Poll: Yehuda and Shomron Residents Doubt PM Follow-Through on Annexation

YERUSHALAYIM
A protest test for annexation without a Palestinian state, Yerushalayim, June 21. (Yonatan Sindel/Flash90)

Fifty-three percent of the people living in Yehuda and Shomron believe that Prime Minister Binyamin Netanyahu‏‏ will yield to pressure from Washington to make significant changes in the Mideast peace plan allowing Israel to unilaterally annex parts of the region, according to a poll release on Monday.

Only 27 percent of respondents said they believe Netanyahu would stand his ground, even at the cost of his relationship with President Donald Trump. The rest gave no opinion.

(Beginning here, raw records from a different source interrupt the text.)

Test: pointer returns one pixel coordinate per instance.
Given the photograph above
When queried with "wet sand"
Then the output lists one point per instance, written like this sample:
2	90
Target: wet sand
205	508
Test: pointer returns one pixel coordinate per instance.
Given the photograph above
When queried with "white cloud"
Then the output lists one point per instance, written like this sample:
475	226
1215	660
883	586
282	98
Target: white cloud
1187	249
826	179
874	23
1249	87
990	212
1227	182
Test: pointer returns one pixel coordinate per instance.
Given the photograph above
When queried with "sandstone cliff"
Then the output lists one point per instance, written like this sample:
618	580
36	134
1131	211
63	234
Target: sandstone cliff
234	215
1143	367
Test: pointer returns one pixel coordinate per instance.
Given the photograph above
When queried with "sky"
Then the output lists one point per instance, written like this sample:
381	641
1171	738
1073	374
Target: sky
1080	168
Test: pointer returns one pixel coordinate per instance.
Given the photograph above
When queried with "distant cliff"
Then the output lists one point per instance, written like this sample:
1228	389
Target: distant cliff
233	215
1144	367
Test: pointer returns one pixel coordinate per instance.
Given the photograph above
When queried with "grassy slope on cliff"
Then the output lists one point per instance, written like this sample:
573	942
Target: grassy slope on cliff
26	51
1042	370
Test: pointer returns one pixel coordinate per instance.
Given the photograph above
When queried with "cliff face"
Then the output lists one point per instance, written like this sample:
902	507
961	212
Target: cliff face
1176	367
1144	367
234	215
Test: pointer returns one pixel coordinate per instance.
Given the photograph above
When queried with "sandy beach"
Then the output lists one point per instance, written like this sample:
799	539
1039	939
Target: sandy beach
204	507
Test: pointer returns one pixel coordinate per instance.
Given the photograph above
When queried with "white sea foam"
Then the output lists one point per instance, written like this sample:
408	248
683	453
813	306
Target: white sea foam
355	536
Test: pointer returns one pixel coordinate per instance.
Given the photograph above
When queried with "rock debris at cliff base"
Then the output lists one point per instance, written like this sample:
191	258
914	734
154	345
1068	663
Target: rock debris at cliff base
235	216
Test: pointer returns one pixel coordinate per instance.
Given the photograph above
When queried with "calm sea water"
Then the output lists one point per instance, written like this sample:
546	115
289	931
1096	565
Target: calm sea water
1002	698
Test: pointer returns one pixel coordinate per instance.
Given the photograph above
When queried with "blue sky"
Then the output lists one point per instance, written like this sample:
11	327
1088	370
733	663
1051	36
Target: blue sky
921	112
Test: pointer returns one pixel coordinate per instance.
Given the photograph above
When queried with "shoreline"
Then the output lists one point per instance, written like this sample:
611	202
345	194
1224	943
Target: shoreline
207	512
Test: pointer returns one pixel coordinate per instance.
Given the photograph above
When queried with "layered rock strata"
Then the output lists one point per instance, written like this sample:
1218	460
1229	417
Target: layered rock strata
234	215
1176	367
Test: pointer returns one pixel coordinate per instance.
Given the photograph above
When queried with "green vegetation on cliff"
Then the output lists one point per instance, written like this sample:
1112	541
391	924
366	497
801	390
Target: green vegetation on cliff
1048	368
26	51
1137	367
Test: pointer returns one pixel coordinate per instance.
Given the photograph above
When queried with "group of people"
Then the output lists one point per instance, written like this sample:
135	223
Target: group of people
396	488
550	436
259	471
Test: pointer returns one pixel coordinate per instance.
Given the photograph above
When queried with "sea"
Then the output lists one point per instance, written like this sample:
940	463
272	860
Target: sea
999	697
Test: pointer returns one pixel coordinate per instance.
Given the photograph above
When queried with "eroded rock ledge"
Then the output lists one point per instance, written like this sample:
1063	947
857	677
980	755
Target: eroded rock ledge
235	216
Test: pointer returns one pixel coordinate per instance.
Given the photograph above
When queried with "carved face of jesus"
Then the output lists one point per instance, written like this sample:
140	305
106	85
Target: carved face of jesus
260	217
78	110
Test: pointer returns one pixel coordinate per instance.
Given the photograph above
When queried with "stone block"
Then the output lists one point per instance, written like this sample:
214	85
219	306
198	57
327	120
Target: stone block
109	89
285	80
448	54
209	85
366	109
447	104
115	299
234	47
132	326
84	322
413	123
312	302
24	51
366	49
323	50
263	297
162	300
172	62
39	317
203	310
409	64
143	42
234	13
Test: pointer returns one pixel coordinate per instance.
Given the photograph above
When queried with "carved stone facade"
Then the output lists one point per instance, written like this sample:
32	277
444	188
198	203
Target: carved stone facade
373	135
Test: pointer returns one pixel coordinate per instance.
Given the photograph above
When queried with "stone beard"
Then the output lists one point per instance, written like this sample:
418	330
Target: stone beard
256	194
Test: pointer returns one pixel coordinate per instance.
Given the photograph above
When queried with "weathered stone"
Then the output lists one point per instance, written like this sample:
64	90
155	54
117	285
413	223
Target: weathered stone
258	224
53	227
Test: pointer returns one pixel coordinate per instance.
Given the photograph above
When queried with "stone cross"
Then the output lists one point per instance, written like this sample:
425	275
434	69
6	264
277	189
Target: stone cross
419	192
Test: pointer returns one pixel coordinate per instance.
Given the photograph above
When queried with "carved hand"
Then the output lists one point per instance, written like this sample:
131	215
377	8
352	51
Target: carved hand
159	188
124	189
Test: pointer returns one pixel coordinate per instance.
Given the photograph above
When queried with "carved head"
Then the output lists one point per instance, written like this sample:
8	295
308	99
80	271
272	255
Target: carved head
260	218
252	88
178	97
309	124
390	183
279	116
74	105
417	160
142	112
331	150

The poll of 1,182 residents in Yehuda and Shomron was conducted by Direct Polls for the right-wing group Regavim. It was done June 4-7 and had a margin of error of 2.4 percent. Direct Polls is owned by Shlomo Filber, a former Netanyahu confidant who is currently a state’s witness against him in his criminal cases.

The data showed that people like the plan, though they thought its prospects of being implemented poor.

Asked if they support it based on their knowledge of its contents, 56 percent said yes and 37 percent said no. But when told the plan calls for agreeing to a future Palestinian state in return for immediate application of sovereignty, the figures reversed, as 60 percent then opposed it and 37 percent continued to support it.

No one euphoric, however. Some 35 percent called the U.S. plan “Good but not perfect,” 20 percent termed it “the best possible plan we could reach,” 28 percent rejected it as “bad and must be opposed,” and 9 percent said it’s “bad but tolerable.”

Reasons given for supporting the peace plan: recognition of the Jewish blocs as an intrinsic part of Israel (51 percent), a change in the perception of the settlements by the public (18 percent), American recognition of sovereignty (16 percent), setting the bar unrealistically high for the establishment of a Palestinian state (9 percent) and that it called for no Jewish community to be evacuated (7 percent).